For CSC 570: AI and Games, I decided to continue working on the Catan project I had started in CSC 480. My roommates Aiden and Jacob were in the class with me, and we got two other partners who wanted to work on Catan as well, so we had 5 people total.
By the end of 480, we had a pretty solid Catan implementation and some heuristic agents to play the game. For 570, the goal was to add all the missing Catan features, add reinforcement learning agents, and add human players. We did all that, and described it in more detail in the paper you can download from this page. We have a pretty interesting multimodal neural network architecture that combines a CNN with an MLP to process the game state and output an action for the RL agent to take.

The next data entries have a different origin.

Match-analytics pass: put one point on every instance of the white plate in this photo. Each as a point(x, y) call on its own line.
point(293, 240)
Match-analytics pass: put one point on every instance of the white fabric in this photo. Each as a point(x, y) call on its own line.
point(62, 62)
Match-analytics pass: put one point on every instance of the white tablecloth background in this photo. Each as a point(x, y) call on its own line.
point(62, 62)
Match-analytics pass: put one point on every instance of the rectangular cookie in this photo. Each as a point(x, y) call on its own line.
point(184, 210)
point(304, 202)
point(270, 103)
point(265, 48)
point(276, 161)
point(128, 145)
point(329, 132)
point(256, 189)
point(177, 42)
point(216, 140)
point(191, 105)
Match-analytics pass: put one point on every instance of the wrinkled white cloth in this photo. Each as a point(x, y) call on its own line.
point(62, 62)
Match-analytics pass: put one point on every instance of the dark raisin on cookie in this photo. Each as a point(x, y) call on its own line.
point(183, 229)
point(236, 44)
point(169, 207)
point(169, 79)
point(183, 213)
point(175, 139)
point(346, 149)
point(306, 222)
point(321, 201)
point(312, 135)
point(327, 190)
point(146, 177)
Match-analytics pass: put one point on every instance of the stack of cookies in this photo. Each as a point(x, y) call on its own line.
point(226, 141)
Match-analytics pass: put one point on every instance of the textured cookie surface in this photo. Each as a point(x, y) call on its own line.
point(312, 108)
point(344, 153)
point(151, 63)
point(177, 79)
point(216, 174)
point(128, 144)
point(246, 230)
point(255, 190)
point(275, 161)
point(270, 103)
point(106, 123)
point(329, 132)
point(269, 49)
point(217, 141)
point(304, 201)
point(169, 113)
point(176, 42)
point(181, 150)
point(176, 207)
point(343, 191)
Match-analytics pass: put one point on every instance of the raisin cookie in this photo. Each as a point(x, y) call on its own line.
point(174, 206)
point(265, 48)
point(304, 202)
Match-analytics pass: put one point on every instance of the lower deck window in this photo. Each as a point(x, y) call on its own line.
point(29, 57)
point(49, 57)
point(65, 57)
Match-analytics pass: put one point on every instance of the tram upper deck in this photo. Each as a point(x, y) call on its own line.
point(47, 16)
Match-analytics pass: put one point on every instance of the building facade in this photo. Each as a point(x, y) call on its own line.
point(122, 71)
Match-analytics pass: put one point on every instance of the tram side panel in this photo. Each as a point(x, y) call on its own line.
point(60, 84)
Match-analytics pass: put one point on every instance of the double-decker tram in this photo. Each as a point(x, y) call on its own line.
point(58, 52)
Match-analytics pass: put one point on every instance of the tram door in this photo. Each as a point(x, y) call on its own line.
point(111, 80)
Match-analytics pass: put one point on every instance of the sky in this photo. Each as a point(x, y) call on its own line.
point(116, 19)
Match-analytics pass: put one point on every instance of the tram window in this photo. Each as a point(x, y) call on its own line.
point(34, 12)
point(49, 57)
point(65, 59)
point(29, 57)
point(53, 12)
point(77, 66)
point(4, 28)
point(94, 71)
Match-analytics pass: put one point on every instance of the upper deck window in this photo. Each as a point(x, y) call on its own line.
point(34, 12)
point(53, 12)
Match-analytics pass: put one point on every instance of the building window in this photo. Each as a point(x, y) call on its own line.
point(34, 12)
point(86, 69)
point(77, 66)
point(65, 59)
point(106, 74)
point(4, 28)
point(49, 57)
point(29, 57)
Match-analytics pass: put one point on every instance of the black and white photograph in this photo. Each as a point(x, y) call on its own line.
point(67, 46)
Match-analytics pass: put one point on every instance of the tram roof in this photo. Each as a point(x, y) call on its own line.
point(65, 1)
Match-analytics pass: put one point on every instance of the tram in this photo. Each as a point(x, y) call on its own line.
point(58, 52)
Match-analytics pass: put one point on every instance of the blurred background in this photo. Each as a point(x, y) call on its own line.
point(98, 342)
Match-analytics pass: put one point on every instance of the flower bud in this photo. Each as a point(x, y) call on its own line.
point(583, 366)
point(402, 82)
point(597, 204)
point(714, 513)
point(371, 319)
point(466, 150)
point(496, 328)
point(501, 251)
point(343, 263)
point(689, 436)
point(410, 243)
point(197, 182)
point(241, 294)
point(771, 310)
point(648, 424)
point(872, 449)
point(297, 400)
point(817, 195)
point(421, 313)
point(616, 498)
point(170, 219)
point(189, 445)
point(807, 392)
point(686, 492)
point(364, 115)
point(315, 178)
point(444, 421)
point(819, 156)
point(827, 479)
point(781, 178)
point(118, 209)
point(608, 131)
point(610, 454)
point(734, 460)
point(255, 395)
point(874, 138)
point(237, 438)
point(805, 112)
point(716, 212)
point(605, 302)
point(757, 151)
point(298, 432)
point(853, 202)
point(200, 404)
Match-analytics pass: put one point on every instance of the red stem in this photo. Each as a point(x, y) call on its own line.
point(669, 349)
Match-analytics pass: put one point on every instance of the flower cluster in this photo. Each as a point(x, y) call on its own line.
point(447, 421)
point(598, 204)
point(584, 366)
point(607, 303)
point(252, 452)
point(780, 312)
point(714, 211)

We used a DQN policy for our RL agents, with the heuristic agent acting as the "exploration" portion of the agent's epsilon greedy strategy. By the end of 570, we thought the DQN was performing as well as the heuristic agents, and say as much in our paper. At the time, we did not know this was not true, as the wins it was getting were just from falling back on the heuristic agent in epsilon greedy. The agent was not actually learning anything at this time.
With our false belief that our agents were working reasonably we well, 4 of us continued working on the project spring quarter as part of CSC 500: Directed Study. One of our partners attempted to recreate our model in another Catan implementation we found online called Catanatron, while my roommates and I cleaned up our own codebase and tried replacing the CNN of our model with a GNN, which we thought might perform better since our Catan representation was already a graph.
Around week 9 or 10 of spring quarter, we realized that our agents hadn't been learning anything, and we tried fixing them before the end of the quarter to no avail. We did fix a lot of bugs and we improved our codebase heavily, but we have yet to get the agents to perform well against the heuristic agents or even agents that choose random actions. We are planning to continue working on it.